Mac OS X Server 1.x shows the boot stages of the Mach kernel inside of a window.
Earlier versions show the Apple logo with spinning lines on white background.
Current versions show the Apple logo with a progress bar on either dark or white background.
x86 versions show:
Uncompressing Linux... Ok, booting the kernel.
while amd64 versions show instead:
Decompressing Linux... Booting the kernel.
Earlier versions displayed a progress bar which at first looped then gone full.
Starting with Ubuntu 10.04, the boot screen contains four or five points which at first glow up then gone back. On lower configurations, a fallback boot screen is displayed, where the Ubuntu logo is replaced with "Ubuntu YY.MM" written in kernel-mode font.

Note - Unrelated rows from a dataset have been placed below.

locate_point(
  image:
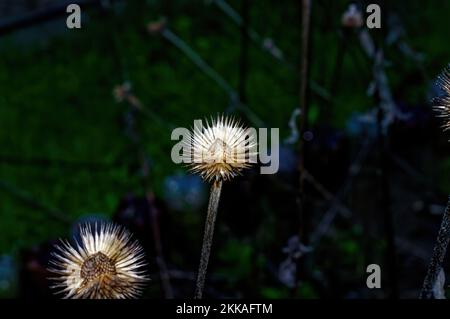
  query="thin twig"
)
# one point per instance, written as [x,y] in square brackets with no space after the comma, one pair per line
[439,252]
[306,12]
[208,237]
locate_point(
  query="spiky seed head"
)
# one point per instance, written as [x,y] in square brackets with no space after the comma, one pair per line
[442,104]
[221,150]
[107,264]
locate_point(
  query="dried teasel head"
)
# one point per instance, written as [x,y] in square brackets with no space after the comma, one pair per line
[221,150]
[441,104]
[107,264]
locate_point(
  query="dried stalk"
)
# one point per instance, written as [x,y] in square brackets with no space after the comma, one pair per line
[208,236]
[437,259]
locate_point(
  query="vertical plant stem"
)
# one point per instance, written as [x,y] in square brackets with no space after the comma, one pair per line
[438,256]
[213,204]
[243,60]
[306,16]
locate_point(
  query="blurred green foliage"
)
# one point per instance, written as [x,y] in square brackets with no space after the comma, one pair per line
[56,102]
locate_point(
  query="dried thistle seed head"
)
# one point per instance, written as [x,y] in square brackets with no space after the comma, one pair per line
[442,104]
[221,150]
[107,265]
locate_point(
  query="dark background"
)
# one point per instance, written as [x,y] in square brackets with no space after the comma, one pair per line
[86,117]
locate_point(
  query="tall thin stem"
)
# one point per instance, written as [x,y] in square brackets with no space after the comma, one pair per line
[303,105]
[437,259]
[214,197]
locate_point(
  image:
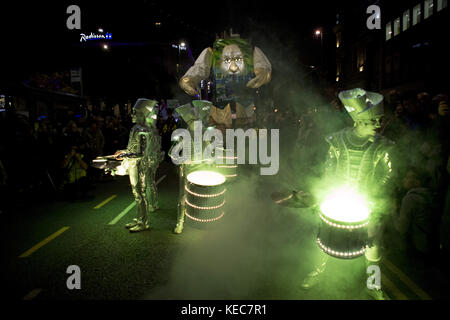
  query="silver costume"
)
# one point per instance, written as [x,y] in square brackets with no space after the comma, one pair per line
[141,160]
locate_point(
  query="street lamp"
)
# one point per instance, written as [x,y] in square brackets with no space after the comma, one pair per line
[318,33]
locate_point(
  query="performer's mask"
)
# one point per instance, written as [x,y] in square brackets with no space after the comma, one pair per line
[145,112]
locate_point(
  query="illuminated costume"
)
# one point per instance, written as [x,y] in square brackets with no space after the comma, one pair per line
[141,160]
[231,70]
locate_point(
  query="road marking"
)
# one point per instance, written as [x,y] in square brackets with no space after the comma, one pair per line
[105,202]
[130,206]
[406,280]
[32,294]
[43,242]
[392,288]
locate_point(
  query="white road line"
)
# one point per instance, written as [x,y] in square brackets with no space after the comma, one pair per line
[130,206]
[32,294]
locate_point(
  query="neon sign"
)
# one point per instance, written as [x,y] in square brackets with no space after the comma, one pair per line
[93,36]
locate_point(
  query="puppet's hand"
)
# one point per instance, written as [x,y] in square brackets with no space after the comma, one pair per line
[262,76]
[188,85]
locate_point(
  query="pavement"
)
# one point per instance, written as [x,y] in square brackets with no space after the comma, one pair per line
[257,251]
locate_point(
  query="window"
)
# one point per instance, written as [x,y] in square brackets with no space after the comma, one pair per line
[428,8]
[406,20]
[416,14]
[441,5]
[396,26]
[388,31]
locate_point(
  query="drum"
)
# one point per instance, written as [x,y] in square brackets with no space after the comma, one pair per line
[344,222]
[204,196]
[227,168]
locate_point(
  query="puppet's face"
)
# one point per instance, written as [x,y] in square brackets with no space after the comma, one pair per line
[232,60]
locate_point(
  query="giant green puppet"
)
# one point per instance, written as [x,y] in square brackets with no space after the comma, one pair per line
[140,161]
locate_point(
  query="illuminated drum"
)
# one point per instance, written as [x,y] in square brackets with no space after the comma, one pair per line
[204,196]
[343,229]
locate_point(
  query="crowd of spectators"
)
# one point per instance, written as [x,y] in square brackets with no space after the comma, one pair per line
[58,155]
[53,157]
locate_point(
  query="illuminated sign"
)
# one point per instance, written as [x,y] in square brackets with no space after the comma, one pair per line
[93,36]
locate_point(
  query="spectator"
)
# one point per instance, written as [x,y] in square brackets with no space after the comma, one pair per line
[94,139]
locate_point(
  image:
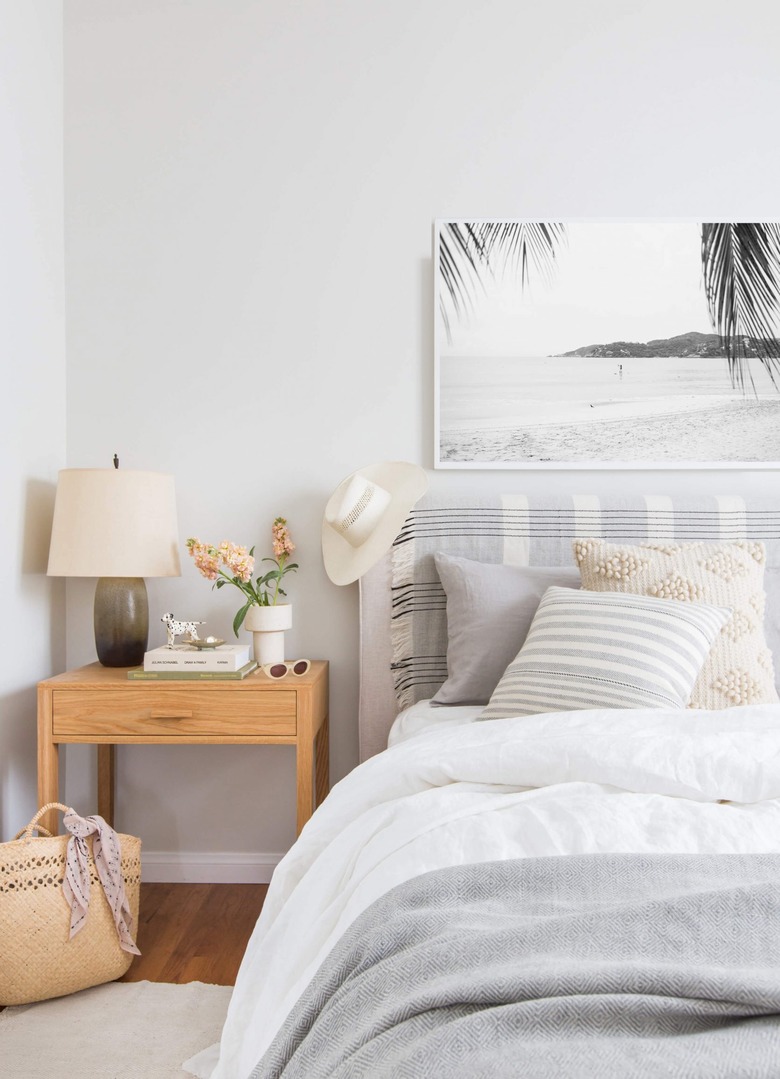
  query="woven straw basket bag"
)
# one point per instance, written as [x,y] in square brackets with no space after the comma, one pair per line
[37,958]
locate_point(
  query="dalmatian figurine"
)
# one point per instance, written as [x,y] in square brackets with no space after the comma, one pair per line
[176,628]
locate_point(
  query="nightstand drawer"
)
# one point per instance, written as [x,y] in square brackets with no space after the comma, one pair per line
[179,710]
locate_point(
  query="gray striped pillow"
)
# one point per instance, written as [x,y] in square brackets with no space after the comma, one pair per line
[605,650]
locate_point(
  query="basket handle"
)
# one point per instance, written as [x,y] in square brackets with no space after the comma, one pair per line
[35,827]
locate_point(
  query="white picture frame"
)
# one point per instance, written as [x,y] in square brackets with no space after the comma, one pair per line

Spinning circles were introduced alongside with UEFI support in Ubuntu 20.04, with the Ubuntu logo at the bottom and (optionally) an OEM logo at the top.
The boot screen is very minimalistic, only featuring the logo. Starting with Zorin OS 16, it can also display an OEM logo at the top.
Similar to Ubuntu, with a spinning circle in the middle, (optionally) an OEM logo at the top and the Fedora logo at the bottom of the screen.
The boot screen is similar to Windows XP/Server 2003.
NOTE: Server 2008 R2 continued to use the boot screen from its predecessor starting with 7000.